# What Do You Use for Plant Fungus Control?



## artinall (Aug 14, 2007)

Last few seasons, I've had to spray 7 times plus per year on our Black-Eyed Susan groups . Which is a lot when you consider the undersides need to be gotten, even if tipped with a long handled stick to make it easier. This, going by local Nursery recommendations, actually a pair of them which ended up being pretty far off. Next suggestion being to remove all upper topsoil and replace it with a sterilized batch. Ha!

This year, noticing fungus late, and it does come on quick - spreading within a couple days with some of the rain of late Spring -- I tried Copper Fungicide and it acted to rid practically all of gone in a single pass. _Even dealt with burn through!

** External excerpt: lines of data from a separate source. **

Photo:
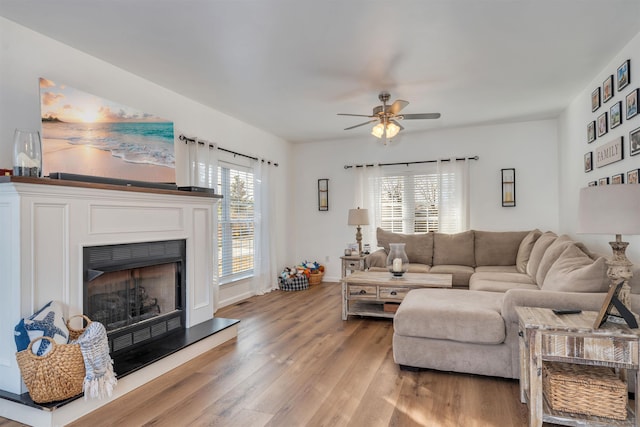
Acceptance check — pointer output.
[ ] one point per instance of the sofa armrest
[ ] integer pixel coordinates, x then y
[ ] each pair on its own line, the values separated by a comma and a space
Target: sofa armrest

What is everybody using for plants especially given spots of weather we've been having?
















_


----------



## Kingcarpenter1 (May 5, 2020)

Forget the nasty chemicals. Go to grocery or nursery, ( cheaper) & get stone ground cornmeal. Not the enriched regular. Has to be stone ground. Take cheesecloth, pantyhose foot cut out whatever.put a good amount in there & soak overnight in 5~ gallons of water. Pour in sprayer & spray plants well. Repeat in a week or sooner if rained on. Couple treatments & you’ll see it turning around. Maybe spread a little dry around base of plants as well. You will get it knocked out. Off topic fwiw, 1 can sprinkle a bit in shoes for athletes feet. A paste consistency in socks changed daily will knock it right out. It will work


Mike


----------



## hdavis (Feb 14, 2012)

I've used Bordeaux mixture, aerobic active tea (a compost tea), and powdered sulfur. That's the rough order of effectiveness.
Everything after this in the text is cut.